Originality: - The paper is a novel combination of two known techniques - AlphaRank and UCB. It also casually adds in approaches from the PageRank literature, albeit they are not the central contributions. - The most important parts are formulating the usage of UCB in computing the accurate rankings, running rigorous experiments across a variety of different schemes, and giving algorithmic bounds for the approach. It does each of these well, with the supplementary materials providing well-written proofs for each of the sections. Quality: - This is clearly a complete work with the claims presented well and sufficiently addressed. - My main question comes in this section and accompanies what I think is the only fault of the paper; It doesn't address when or if UCB is actually the best approach to this problem. Yes, it's a good idea to use it because the formulation as a bandit problem makes a lot of sense. But is it actually the ideal in all circumstances? And when does that break down?
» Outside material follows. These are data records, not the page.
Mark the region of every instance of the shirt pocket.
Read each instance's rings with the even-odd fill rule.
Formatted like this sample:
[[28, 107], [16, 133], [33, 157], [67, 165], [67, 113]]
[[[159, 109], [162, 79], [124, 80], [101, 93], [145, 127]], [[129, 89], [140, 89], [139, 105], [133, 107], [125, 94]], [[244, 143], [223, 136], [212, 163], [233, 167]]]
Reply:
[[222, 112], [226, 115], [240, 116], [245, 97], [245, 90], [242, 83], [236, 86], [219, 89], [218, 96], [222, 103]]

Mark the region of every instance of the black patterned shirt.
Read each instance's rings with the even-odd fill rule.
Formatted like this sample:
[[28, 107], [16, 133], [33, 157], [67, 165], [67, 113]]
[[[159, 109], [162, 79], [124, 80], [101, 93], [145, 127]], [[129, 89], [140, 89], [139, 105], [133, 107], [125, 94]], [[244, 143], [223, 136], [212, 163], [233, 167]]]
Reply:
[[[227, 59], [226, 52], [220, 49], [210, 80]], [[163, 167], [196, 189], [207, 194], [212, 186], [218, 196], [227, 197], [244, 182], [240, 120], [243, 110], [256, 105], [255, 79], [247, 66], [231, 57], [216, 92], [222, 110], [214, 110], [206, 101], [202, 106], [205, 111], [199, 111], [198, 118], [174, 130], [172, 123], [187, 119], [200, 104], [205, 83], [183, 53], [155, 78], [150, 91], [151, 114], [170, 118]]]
For example, I could see collaborative filtering approaches working well in some settings, especially ones that are able to actively address which strategy pairing to query next. In what scenarios will the UCB approach be better than that one? Clarity: - The paper is well written, albeit the supplementary material is absolutely necessary to make sense of it properly as key parts are relegated to that area. - I think the paper as written is mostly reproducible. I didn't understand how the reduction to CSSP works, likely because I am not familiar with that literature, and appreciated the further explanation in the appendix. Significance: - These results are important. They build upon a recent paper that was also important as it reinvigorated a field and pushed it into the open. This paper then takes that one and shores up problems it had wrt noise in the evaluations. - I could see practitioners not using this as it adds a lot of complexity to alpha-rank, however it is definitely a line of work that will be explored further and this was/is one of the avenues of exploration.

Reviewer 3


		
This paper studies the practical algorithm that computes alpha-ranking for a pool of agents in MARL. The setting is broad, covering multiplayer general-sum game, while Elo-score only intends for two-player and cannot deal with intransitive agents. The proposed algorithm is based on graph bandit, which is useful when it is intractable to construct a full payoff matrix based on empirical game outcomes. The proposed algorithm would lead to an efficient way to leverage the game outcomes and assign the computation budget for what games should be carried out. Finally, it is beyond a pure evaluation method, in the sense that any MARL based on player-pool-sampling can potentially benefit from the proposed algorithm.